Combined with Real-Time Rule Alerts and Notifications, this Bundle allows you to be easily notified when a resource enters a state of non-compliance. Rules provided by this Bundle aim to provide guidance around keeping private your EC2, EBS, RDS, ElasticSearch, and other native AWS resources.

Add the Bundle to Stax to get going. Once added, Stax will perform an initial evaluation and populate the Rules page with new results. You can filter the page to show only results from the Public Exposure Bundle if preferred.

security
6 months ago12/13/2021

Response to log4j2 vulnerability (CVE-2021-44228)

Stax is aware of the recently disclosed vulnerability in the open-source Apache Log4j library, tracked as CVE-2021-44228 and referred to as "Log4Shell". Stax's engineering team has performed thorough analysis of the Stax codebase with regards to this issue. Stax can confirm that it is not vulnerable to this exploit.

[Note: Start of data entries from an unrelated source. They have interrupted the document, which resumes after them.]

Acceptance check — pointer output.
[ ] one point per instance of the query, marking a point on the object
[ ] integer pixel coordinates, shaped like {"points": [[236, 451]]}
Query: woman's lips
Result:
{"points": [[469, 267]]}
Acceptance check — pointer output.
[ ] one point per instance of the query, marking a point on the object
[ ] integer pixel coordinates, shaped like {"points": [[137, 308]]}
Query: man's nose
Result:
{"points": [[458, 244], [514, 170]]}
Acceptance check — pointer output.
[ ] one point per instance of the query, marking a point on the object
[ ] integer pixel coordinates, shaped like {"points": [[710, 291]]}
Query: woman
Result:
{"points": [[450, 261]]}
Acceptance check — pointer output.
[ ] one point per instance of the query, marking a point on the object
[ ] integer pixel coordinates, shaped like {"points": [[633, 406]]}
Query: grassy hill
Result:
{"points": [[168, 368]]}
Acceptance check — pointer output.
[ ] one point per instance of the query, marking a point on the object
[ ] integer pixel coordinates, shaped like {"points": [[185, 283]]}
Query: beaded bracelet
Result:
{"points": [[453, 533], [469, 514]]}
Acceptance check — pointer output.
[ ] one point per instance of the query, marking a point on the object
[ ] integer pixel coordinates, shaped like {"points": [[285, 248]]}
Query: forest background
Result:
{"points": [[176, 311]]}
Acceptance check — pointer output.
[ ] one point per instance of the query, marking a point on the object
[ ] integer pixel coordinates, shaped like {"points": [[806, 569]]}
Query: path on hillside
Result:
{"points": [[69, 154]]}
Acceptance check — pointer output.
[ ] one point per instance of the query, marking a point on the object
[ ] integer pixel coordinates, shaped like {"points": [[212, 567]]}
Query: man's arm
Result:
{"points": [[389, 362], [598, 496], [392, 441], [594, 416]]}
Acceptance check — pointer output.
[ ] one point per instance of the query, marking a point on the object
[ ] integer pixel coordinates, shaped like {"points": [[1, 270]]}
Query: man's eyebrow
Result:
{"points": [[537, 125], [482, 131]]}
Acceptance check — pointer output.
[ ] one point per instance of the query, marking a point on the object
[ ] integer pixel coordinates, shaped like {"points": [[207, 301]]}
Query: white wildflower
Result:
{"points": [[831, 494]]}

If you have any questions regarding this notice, please raise a support case.

changed
7 months ago12/02/2021

SNS Topics are not Exposed Rule Improved

Stax has updated the SNS topics are not exposed Rule to allow SNS topics shared with a specific AWS Organization or AWS Account to pass the Rule. This means that the Rule will only fail for SNS topics that are shared with no limitations.

The Rule now checks for the existance of a condition checking for a condition restricting access to a specific aws:PrincipalOrgId or aws:PrincipalAccount.

added
7 months ago11/24/2021

Permission Sets Are Now Automatically Deployed to New Accounts

Stax has introduced new functionality to improve the behavior of Permission Sets when creating and updating Stax-managed AWS accounts.

When an account is created within an Account Type that has a Permission Set Assignment targeted to it, the Permission Set will be automatically deployed to the account during creation. When an account is moved to a different Account Type, any relevant Permission Sets will be added or removed based on the Assignments in place.

Additionally, deleting groups and Account Types is no longer possible when they are in use by Permission Sets. The API will reject requests with an HTTP 400 error and a message identifying how many attachements are preventing deletion.

added
7 months ago11/24/2021

New Changelog Widget and Updated Starred Accounts Widget

Stax is uplifting the Activity page to provide meaningful information and the ability to easily perform common tasks.

The Starred Accounts widget has been updated to allow you to quickly log in to Stax-managed AWS accounts you have starred from the Accounts page.

The Changelog widget has been added to provide access to the most recent entries on the Stax changelog.

added
7 months ago11/22/2021

Amazon EBS Encryption by default

Stax has released an update requiring Amazon Elastic Block Store (EBS) volume encryption in management accounts in all regions supported by Stax. This is to comply with CIS AWS Foundations Benchmark v1.4 control 2.2.1.

Stax uses the default aws/ebs encryption key. You can modify the default encryption key as required in the AWS Console.

added
7 months ago11/18/2021

Additional Stax Networks EBS Interface VPC Endpoint

Stax Networks now supports the EBS Interface VPC Endpoint for VPCs that are part of a Networking Hub.

You can enable the EBS Interface VPC Endpoints for new and existing Networking Hubs using the Stax Console, API, or SDK. See Manage Networking Hubs for more.

added
7 months ago11/15/2021

Search Resources on Rule Results Page

The results page for any given rule now supports searching of resources.

Enter a value into the search box then press enter to search the results. You can search by any field displayed in the table of results.